Friday, October 14, 2022

WYG Day 17: Grief is Everywhere

    There is something interesting about doing these prompts out of numerical order–due to my work schedule, the kids’s schedule and everything else going on, I have had to do these in a different order. And I know that this particular day’s prompt had a piece to listen to, and for some reason (anxiety, my brain being an asshole, etc.), I just drug my feet on this one.


And the part from The Grief Experiment audiobook probably wouldn’t have been as helpful then as it is now. I’ve experienced a softening, a loosening of grief; I feel like I have less of a white knuckled grip on it than I did 30 days ago. Is this because time passed and it would have naturally happened? 
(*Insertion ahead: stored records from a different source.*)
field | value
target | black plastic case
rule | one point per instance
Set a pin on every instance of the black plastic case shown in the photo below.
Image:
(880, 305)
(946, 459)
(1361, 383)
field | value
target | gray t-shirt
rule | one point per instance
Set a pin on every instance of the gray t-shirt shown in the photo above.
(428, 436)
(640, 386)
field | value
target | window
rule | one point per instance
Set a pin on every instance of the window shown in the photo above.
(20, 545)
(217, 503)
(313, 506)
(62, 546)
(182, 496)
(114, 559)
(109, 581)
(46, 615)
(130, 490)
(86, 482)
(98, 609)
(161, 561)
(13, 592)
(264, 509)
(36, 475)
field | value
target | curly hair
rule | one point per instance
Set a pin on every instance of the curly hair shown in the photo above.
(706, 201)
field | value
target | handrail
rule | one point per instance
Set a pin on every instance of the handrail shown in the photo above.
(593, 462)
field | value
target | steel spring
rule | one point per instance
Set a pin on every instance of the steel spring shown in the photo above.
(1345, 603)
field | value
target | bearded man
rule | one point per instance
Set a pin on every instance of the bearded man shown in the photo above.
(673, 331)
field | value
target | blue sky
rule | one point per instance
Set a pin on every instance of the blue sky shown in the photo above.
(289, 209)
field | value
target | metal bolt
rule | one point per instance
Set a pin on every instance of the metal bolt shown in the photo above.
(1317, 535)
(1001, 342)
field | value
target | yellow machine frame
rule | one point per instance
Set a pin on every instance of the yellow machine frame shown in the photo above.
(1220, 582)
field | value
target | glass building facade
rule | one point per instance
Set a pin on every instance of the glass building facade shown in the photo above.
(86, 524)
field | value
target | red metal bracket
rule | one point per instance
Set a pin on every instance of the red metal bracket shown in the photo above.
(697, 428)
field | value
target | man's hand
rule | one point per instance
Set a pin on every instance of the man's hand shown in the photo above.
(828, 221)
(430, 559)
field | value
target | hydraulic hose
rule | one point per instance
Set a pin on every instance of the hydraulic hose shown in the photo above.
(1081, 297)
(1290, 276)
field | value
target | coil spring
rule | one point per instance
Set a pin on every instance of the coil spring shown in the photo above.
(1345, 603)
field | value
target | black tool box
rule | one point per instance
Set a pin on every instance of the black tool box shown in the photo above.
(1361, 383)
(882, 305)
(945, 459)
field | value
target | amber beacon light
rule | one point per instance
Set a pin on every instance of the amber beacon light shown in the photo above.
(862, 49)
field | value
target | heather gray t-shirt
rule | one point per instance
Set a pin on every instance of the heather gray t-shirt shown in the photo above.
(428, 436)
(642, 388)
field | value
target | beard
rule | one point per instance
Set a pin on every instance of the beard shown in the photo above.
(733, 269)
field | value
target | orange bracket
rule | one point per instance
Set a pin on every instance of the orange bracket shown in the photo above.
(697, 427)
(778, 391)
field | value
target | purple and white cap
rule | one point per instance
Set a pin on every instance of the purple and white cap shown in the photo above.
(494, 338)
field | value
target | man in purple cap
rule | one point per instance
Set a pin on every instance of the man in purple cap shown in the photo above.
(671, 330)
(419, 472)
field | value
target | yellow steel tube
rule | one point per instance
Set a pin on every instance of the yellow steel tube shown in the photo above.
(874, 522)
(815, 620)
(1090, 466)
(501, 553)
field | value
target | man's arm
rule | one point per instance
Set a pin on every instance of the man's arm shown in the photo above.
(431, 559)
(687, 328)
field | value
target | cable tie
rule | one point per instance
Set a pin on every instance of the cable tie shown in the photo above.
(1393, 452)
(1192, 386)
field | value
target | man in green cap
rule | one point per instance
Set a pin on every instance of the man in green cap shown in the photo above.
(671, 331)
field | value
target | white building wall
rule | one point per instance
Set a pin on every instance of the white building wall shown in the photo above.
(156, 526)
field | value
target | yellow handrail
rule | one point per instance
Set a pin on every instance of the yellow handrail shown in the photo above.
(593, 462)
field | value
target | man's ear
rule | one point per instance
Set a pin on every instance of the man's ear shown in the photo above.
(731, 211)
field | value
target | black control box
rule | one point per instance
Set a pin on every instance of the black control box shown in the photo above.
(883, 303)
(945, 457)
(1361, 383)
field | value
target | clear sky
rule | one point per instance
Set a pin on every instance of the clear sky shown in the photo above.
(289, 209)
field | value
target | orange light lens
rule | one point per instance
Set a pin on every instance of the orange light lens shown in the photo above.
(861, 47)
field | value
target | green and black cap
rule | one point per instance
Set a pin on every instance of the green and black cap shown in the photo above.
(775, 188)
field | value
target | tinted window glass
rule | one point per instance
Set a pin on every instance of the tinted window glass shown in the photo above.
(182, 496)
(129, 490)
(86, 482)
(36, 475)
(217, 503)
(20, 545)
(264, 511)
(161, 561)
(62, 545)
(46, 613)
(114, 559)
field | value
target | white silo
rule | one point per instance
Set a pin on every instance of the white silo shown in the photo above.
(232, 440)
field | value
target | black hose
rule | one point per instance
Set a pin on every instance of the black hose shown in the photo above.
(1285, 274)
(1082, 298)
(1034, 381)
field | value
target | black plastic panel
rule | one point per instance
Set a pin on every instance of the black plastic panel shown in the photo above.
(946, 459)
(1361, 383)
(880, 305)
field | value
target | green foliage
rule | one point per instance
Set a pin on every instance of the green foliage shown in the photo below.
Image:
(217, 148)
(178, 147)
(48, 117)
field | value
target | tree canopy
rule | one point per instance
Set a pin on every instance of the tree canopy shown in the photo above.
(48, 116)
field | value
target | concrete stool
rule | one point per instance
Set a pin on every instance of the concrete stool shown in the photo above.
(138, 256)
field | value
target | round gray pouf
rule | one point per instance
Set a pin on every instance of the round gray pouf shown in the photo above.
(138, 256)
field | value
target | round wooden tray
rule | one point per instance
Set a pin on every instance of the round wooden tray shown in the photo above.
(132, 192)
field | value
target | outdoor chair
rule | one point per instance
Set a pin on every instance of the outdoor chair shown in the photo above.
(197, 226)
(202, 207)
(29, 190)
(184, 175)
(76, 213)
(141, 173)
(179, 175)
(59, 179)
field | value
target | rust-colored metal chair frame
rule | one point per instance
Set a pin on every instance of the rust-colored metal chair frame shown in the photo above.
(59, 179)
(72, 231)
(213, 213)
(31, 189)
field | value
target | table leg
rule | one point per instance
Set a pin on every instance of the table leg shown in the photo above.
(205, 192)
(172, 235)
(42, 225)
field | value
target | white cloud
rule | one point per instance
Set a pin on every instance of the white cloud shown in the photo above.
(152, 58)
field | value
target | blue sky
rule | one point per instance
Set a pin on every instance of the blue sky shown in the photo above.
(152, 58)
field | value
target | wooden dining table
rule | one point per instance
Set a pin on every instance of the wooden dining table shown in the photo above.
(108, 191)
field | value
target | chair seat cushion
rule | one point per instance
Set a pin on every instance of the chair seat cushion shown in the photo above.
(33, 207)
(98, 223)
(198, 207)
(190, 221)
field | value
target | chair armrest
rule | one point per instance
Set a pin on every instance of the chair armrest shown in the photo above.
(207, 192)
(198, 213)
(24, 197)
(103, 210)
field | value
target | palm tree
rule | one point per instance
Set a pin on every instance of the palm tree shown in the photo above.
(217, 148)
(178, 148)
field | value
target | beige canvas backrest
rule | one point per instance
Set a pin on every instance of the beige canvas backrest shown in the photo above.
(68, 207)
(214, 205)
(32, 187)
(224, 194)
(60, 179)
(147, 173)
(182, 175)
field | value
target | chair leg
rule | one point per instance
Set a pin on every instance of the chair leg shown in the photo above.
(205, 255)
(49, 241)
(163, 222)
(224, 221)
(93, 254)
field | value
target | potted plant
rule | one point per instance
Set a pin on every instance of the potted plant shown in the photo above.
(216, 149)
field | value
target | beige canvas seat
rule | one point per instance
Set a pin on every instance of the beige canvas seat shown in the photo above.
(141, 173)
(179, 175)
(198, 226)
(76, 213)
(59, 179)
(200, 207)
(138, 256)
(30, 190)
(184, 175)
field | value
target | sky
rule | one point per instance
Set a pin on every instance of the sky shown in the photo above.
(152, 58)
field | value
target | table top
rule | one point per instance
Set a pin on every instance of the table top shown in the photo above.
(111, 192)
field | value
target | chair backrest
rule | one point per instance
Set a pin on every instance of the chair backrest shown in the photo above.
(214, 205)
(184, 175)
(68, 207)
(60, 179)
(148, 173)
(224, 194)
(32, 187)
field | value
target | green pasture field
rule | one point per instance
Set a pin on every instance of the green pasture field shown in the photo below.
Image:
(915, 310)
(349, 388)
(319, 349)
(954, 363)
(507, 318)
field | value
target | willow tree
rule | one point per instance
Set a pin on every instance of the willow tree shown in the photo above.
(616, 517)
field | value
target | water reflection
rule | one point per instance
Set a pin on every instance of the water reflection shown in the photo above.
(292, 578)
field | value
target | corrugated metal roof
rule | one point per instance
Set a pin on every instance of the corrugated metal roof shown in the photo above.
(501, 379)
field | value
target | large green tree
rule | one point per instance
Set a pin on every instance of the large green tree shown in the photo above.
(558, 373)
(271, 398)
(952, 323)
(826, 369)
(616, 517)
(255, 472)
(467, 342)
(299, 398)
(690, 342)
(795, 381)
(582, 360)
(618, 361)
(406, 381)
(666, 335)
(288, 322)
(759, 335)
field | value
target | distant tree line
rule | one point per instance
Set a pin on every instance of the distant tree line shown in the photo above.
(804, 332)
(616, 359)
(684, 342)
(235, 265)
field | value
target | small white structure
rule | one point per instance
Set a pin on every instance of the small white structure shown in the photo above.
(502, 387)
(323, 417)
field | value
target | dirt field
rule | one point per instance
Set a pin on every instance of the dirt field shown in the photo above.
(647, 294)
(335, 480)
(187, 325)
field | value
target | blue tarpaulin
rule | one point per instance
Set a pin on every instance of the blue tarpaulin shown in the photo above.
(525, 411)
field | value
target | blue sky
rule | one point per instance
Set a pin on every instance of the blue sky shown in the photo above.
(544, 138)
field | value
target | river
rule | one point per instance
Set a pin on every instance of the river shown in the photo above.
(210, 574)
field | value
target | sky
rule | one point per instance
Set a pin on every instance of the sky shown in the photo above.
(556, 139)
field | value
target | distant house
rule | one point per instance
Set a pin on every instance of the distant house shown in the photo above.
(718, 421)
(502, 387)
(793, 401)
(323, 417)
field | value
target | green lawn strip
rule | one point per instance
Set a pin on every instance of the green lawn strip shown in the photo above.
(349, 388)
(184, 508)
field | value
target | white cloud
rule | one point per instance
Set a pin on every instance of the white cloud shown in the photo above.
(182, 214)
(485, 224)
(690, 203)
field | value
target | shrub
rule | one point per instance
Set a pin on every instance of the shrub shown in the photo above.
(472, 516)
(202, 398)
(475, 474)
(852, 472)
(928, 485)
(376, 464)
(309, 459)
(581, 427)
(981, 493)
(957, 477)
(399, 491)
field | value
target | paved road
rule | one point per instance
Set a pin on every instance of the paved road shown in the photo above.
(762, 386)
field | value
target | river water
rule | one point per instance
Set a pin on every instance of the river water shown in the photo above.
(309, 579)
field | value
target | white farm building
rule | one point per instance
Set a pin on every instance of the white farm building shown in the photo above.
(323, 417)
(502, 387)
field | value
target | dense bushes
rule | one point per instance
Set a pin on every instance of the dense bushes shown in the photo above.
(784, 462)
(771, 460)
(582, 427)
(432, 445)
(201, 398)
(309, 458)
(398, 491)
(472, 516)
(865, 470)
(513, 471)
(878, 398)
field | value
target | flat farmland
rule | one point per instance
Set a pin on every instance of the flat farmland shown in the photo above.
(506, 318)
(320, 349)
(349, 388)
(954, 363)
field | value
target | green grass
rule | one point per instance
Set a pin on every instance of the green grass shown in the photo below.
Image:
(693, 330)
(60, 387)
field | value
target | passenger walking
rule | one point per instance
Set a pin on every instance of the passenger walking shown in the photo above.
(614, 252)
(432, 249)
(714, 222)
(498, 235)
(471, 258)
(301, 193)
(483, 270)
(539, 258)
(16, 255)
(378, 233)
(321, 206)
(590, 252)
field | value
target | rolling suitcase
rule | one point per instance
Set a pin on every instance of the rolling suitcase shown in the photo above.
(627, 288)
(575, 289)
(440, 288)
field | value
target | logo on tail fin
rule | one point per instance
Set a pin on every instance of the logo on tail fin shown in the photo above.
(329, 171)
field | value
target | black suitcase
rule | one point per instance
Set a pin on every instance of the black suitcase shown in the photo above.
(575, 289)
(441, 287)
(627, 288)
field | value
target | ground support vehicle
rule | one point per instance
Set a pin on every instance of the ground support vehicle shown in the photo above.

Possible, but I think that this course has helped me with that.


Because grief is everywhere, and it always will be, for the hundreds of griefs that live within me, and I can’t have a white knuckle, sobbing on the floor reaction to each one of them every moment of the rest of my life. There’s nothing wrong with that initial reaction; I hope that doesn’t sound like I’m saying that. Emotions and reactions are just what they are, and there is nothing wrong with what they are. I just can’t physically or mentally continue to exist this way.


I took a walk on what was probably the last nice 70 degree day of the year. I went to my kids’ elementary school and did two laps around the building before I got the kids their drinks and my crocheting and sat on my usual bench on the playground and waited for my kids to be dismissed and the other moms (including our friend, Ken) came along. And while I was taking that walk, I noticed Sarah’s tree had been planted.


I was not unaware of this; Tabitha told me that the tree was planted on the big kids’ playground and that they were told to not touch the notes written on it. I am going to have to investigate the notes one of these days before the elements get too far into them, and take pictures for myself. I also thought as I made the second round that I should decorate it for Christmas. So I was prepared for this.


What I was not prepared for was seeing the expanse that grief had made in my life. That there were literally missing spots where the living once stood; and some of those missing spots were occupied by people who still live but I wish I had never laid eyes on; some of my grief subjects still live and in at least one case, that’s unfortunate. But that’s for another day (maybe).


In art, there is this idea of negative space, which is the space between the subject(s) in the image (thanks wikipedia for the refresher). In grief, there is also a negative space. And this is not negative as in bad. It’s just a descriptor of the space–it’s the space that’s unoccupied by the subject(s) in the picture.


I have experienced this negative space in grief. I tried to hold on tight to it, for fear that I might drop off the planet, or lose my memories of my friend. But once I got to a certain point and love relaxed my grief, I didn’t have to worry I would drop off the planet or lose the memories of my friend. They are still here, and I am still on the planet.